Paula fugiu da tarefa por três anos e agora iria enfrentá-la. As duas
caixas empoeiradas a esperavam.
A mudança para a nova casa lhe exigiu uma filtragem nas tranqueiras
acumuladas. Em dois dias estaria começando uma vida nova e só pretendia levar o
essencial. Uma vida boa é uma vida simples. Os descontos eram dados a
algumas peças de valor estimativo.
Sentou-se com as caixas à frente. Sua mãe só falou sobre elas antes de
partir, quando a chamou ao pé da cama. Uma daquelas conversas para as quais
nunca estamos preparados. O coração de Paula bateu acelerado. Medo de uma
revelação de última hora? De escancarar as culpas que guardara tão bem nas
ultimas gavetas da mente? Medos...
Mas a conversa foi branda. Sua mãe foi direto ao ponto:
– Tenho no sótão duas caixas que quero que
guarde.
– O que tem nelas?
– Cartas e papéis. De sua avó.
Paula não perguntou nada. Simplesmente concordou em manter as memórias
que jaziam tanto tempo enclausuradas. Passaram-se os anos e não teve coragem de
tocar nelas. O que poderiam conter que lhes conferisse tanta importância?
Talvez devesse somente tirar o pó das caixas e levá-las na mudança. Um
dia com calma olharia os seus conteúdos.
Pegou um pano e as limpou. Mas uma força a impediu de tornar a
guardá-las. Não ia adiar mais. Sentou-se novamente.

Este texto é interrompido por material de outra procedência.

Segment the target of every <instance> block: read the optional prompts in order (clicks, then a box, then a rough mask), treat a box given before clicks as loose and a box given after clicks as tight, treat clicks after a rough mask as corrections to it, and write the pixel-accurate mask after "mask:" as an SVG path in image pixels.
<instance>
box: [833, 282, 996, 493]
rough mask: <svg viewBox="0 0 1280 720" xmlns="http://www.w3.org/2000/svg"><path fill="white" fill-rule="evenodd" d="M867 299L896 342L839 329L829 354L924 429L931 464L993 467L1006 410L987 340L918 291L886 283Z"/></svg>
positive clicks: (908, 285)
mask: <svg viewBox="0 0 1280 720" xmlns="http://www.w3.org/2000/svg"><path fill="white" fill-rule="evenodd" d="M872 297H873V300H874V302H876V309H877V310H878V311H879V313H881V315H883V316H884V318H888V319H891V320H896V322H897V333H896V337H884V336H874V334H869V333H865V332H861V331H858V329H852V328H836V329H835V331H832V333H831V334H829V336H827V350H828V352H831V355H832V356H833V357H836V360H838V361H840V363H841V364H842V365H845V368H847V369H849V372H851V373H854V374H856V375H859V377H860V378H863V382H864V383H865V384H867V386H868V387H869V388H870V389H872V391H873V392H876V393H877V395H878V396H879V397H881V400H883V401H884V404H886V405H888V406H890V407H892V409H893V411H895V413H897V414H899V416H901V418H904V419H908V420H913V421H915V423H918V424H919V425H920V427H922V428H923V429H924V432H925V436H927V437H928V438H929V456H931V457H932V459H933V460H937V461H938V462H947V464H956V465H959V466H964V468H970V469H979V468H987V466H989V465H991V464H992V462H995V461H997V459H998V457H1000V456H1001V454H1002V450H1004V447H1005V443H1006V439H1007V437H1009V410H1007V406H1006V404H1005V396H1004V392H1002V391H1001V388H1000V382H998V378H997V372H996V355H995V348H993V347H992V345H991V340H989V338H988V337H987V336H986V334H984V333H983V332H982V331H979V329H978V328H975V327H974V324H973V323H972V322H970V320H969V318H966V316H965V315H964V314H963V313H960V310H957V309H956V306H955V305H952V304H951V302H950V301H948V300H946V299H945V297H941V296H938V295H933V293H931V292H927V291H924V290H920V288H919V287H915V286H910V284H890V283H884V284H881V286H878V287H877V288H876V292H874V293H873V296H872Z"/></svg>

Ao abrir a primeira caixa se deparou com fotos de lugares visitados, de
parentes e amigos, de aniversários e casamentos da família. Não havia nelas
nada de diferente. Eram apenas fotos normais, de tempos idos. A segunda caixa
continha cartas e um diário. As cartas eram escritas em papel de seda fino,
amarelado pelo tempo.
A princípio sentiu-se incomodada em esmiuçar coisas particulares de sua
avó. De certa forma era uma invasão de privacidade. Deveria?

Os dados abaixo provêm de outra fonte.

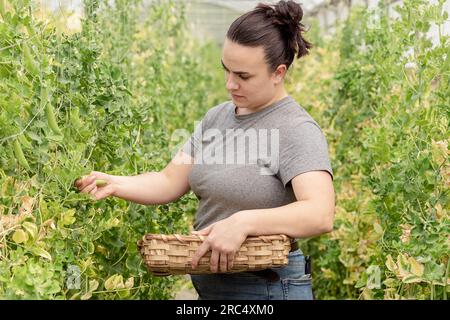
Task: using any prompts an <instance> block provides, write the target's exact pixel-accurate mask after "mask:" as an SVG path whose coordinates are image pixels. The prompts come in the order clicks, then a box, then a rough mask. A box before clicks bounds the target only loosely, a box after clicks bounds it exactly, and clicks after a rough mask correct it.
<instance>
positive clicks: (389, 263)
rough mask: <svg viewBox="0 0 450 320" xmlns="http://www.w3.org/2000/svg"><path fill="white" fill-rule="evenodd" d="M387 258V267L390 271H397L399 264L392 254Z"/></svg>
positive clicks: (386, 266)
mask: <svg viewBox="0 0 450 320" xmlns="http://www.w3.org/2000/svg"><path fill="white" fill-rule="evenodd" d="M386 258H387V260H386V267H387V268H388V269H389V270H390V271H392V272H394V273H396V272H397V265H396V264H395V262H394V259H392V256H391V255H390V254H389V255H388V256H387V257H386Z"/></svg>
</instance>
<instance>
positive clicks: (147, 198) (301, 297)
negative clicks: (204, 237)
mask: <svg viewBox="0 0 450 320" xmlns="http://www.w3.org/2000/svg"><path fill="white" fill-rule="evenodd" d="M302 16H303V11H302V9H301V7H300V6H299V5H298V4H297V3H295V2H293V1H280V2H279V3H278V4H276V5H273V6H271V5H264V4H259V5H258V6H257V7H256V8H255V9H254V10H252V11H250V12H248V13H246V14H244V15H243V16H241V17H239V18H238V19H236V21H234V22H233V24H232V25H231V26H230V28H229V30H228V33H227V37H226V40H225V42H224V46H223V51H222V61H221V62H222V65H223V68H224V70H225V75H226V88H227V90H228V91H229V93H230V95H231V101H227V102H225V103H222V104H220V105H218V106H215V107H213V108H211V109H210V110H209V111H208V112H207V113H206V115H205V117H204V118H203V119H202V121H201V122H200V124H199V125H198V126H197V127H196V130H195V132H194V134H193V135H192V136H191V138H190V139H189V140H188V141H187V142H186V143H185V144H184V146H183V147H182V148H181V150H179V152H178V153H177V155H176V156H175V157H174V158H173V159H172V161H171V162H170V163H169V164H168V165H167V167H166V168H164V170H162V171H161V172H150V173H146V174H142V175H139V176H132V177H126V176H112V175H107V174H105V173H101V172H96V171H94V172H92V173H91V174H90V175H89V176H87V177H85V178H83V179H81V180H79V181H77V183H76V185H77V186H78V188H79V189H80V190H81V191H82V192H86V193H90V194H92V195H93V196H94V197H95V198H96V199H102V198H104V197H107V196H109V195H113V196H116V197H120V198H123V199H126V200H130V201H134V202H137V203H141V204H164V203H169V202H172V201H175V200H177V199H178V198H180V197H181V196H182V195H184V194H185V193H186V192H188V191H189V190H190V189H191V188H192V190H193V191H194V193H195V194H196V195H197V197H198V198H199V208H198V211H197V214H196V217H195V223H194V228H195V230H196V231H194V233H196V234H200V235H204V236H205V237H206V239H205V241H204V242H203V244H202V245H201V246H200V248H199V249H198V251H197V253H196V254H195V256H194V258H193V259H192V267H193V268H195V267H196V266H197V265H198V262H199V260H200V258H201V257H202V256H203V255H204V254H205V253H206V252H208V251H209V250H211V271H212V272H213V273H212V274H208V275H192V276H191V279H192V282H193V285H194V287H195V289H196V290H197V292H198V294H199V299H264V300H267V299H312V297H313V295H312V288H311V276H310V274H308V273H306V272H305V258H304V256H303V254H302V252H301V250H300V249H298V247H297V246H296V242H295V241H293V245H292V247H293V250H291V252H290V253H289V264H288V265H287V266H285V267H282V268H279V269H267V270H265V271H262V272H253V273H252V272H241V273H225V272H227V271H228V270H230V269H231V268H232V266H233V260H234V256H235V253H236V252H237V251H238V250H239V248H240V246H241V245H242V243H243V242H244V240H245V239H246V237H247V236H250V235H270V234H286V235H288V236H290V237H291V238H292V239H293V240H295V239H297V238H306V237H312V236H317V235H320V234H322V233H326V232H330V231H331V230H332V227H333V217H334V189H333V184H332V180H333V172H332V168H331V165H330V161H329V158H328V151H327V148H328V146H327V142H326V139H325V137H324V135H323V133H322V131H321V129H320V127H319V125H318V124H317V123H316V122H315V121H314V120H313V119H312V118H311V117H310V115H309V114H308V113H307V112H306V111H305V110H304V109H303V108H302V107H300V106H299V105H298V104H297V103H296V102H295V100H294V99H293V98H292V97H291V96H290V95H288V94H287V92H286V90H285V88H284V77H285V75H286V71H287V70H288V68H289V67H290V65H291V64H292V62H293V60H294V58H295V56H296V57H297V58H300V57H302V56H304V55H306V54H307V53H308V49H309V48H310V47H311V44H310V43H308V42H307V41H306V40H305V39H303V36H302V32H303V31H304V30H303V25H302V24H301V23H300V21H301V19H302ZM269 132H270V134H269ZM236 139H237V140H238V141H240V142H241V143H240V144H238V145H237V149H236V148H235V147H236V146H235V141H236ZM247 141H249V144H248V145H249V147H248V148H247V144H246V142H247ZM268 141H270V142H268ZM255 146H258V147H257V148H255ZM247 149H249V150H247ZM255 150H257V151H255ZM269 150H270V155H268V153H269ZM212 154H214V156H213V155H212ZM247 154H248V155H249V156H248V159H247ZM242 155H244V158H242ZM236 156H237V158H238V160H236ZM95 179H105V180H106V181H107V182H108V184H107V185H106V186H104V187H97V186H96V185H95Z"/></svg>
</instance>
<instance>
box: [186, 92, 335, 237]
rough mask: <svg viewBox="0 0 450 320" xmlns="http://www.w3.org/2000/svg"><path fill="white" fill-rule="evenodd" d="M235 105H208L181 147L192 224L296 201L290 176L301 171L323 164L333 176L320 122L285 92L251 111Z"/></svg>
mask: <svg viewBox="0 0 450 320" xmlns="http://www.w3.org/2000/svg"><path fill="white" fill-rule="evenodd" d="M235 108H236V107H235V105H234V104H233V103H232V102H231V101H227V102H225V103H222V104H220V105H217V106H215V107H213V108H211V109H210V110H208V112H207V113H206V115H205V117H204V118H203V119H202V120H201V121H200V122H199V123H198V125H197V126H196V128H195V131H194V133H193V134H192V136H191V137H190V138H189V139H188V141H186V143H185V144H184V145H183V147H182V150H183V152H185V153H186V154H189V155H191V156H192V157H193V158H194V165H193V168H192V171H191V173H190V175H189V184H190V186H191V189H192V191H193V192H194V193H195V195H196V196H197V198H198V199H199V207H198V210H197V214H196V216H195V222H194V229H195V230H200V229H203V228H205V227H207V226H208V225H210V224H211V223H213V222H216V221H219V220H222V219H224V218H227V217H229V216H231V215H232V214H234V213H236V212H238V211H241V210H250V209H265V208H275V207H279V206H283V205H286V204H289V203H292V202H294V201H296V200H297V199H296V197H295V194H294V192H293V190H292V185H291V183H290V181H291V180H292V178H294V177H295V176H297V175H299V174H301V173H304V172H308V171H315V170H325V171H327V172H328V173H329V174H330V175H331V178H333V171H332V168H331V165H330V160H329V157H328V144H327V141H326V139H325V136H324V134H323V132H322V130H321V128H320V127H319V125H318V124H317V122H316V121H314V120H313V119H312V117H311V116H310V115H309V114H308V113H307V112H306V111H305V110H304V109H303V108H302V107H301V106H300V105H298V104H297V103H296V101H295V100H294V99H293V98H292V97H291V96H287V97H285V98H283V99H281V100H279V101H277V102H275V103H273V104H271V105H269V106H267V107H265V108H264V109H262V110H259V111H257V112H253V113H251V114H245V115H237V114H236V113H235Z"/></svg>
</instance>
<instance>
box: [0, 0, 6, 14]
mask: <svg viewBox="0 0 450 320" xmlns="http://www.w3.org/2000/svg"><path fill="white" fill-rule="evenodd" d="M5 1H6V0H0V14H1V15H2V17H5V13H6V9H5V7H6V3H5Z"/></svg>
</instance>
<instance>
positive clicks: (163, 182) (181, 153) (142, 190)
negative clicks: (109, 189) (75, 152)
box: [113, 151, 193, 205]
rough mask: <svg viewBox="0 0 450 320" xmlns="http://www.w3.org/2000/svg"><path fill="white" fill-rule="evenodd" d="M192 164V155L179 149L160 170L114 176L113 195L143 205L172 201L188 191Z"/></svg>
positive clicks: (176, 199) (170, 201) (191, 169)
mask: <svg viewBox="0 0 450 320" xmlns="http://www.w3.org/2000/svg"><path fill="white" fill-rule="evenodd" d="M192 164H193V159H192V157H191V156H189V155H187V154H185V153H184V152H182V151H179V152H178V154H177V155H176V156H175V157H174V158H173V159H172V161H170V163H169V164H168V165H167V166H166V167H165V168H164V169H163V170H162V171H161V172H148V173H144V174H141V175H138V176H114V179H115V182H116V190H115V192H114V193H113V195H114V196H116V197H119V198H122V199H125V200H129V201H132V202H136V203H140V204H144V205H151V204H167V203H170V202H173V201H175V200H177V199H179V198H180V197H181V196H182V195H184V194H185V193H187V192H188V191H189V189H190V186H189V181H188V178H189V173H190V172H191V170H192Z"/></svg>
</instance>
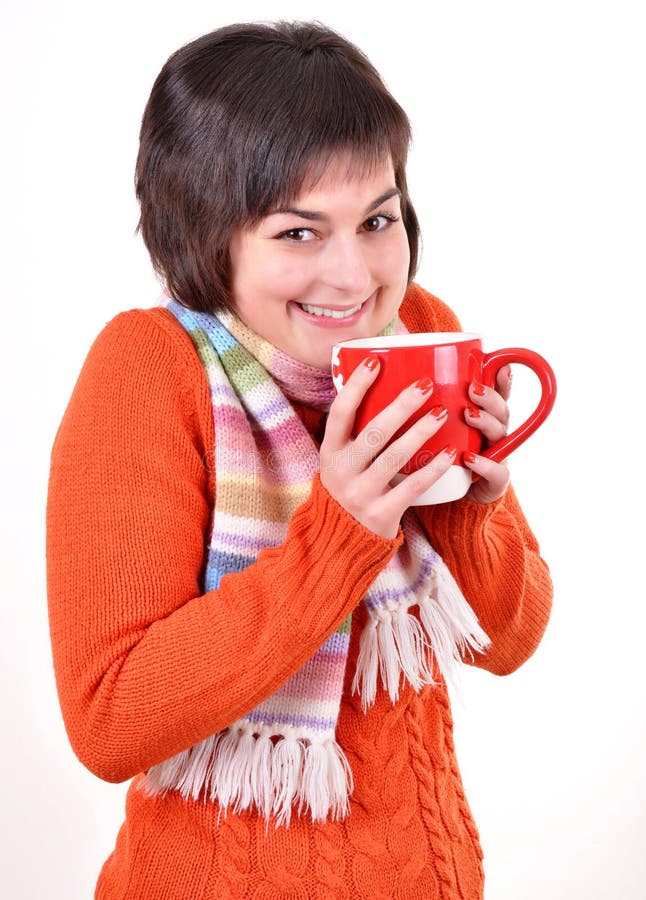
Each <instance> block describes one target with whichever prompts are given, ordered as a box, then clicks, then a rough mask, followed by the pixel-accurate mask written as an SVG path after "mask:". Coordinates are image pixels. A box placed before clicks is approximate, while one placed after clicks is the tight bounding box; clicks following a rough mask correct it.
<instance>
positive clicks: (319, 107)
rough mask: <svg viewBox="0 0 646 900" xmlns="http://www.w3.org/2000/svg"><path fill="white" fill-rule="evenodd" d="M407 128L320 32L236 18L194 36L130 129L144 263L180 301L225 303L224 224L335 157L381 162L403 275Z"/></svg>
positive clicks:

Mas a mente nos fornece boas escusas quando queremos algo movidos pela
curiosidade. Afinal, que mal haveria em ler algumas cartas antigas, que não
teriam mais destinatários?
Abriu o primeiro envelope. A
carta fora escrita com caneta tinteiro e com caligrafia impecável. Era uma missiva
de amor. Sua avó, dona Augusta, se correspondia com Henrique de Siqueira Neves.
As demais cartas também eram dele.
Paula sabia que sua avó se casara
com o primeiro e único namorado – o seu avô. Ao menos essa era a história
contada através das gerações. Agora viu que existia outra parte da juventude de
dona Augusta, que ficara guardada a sete chaves.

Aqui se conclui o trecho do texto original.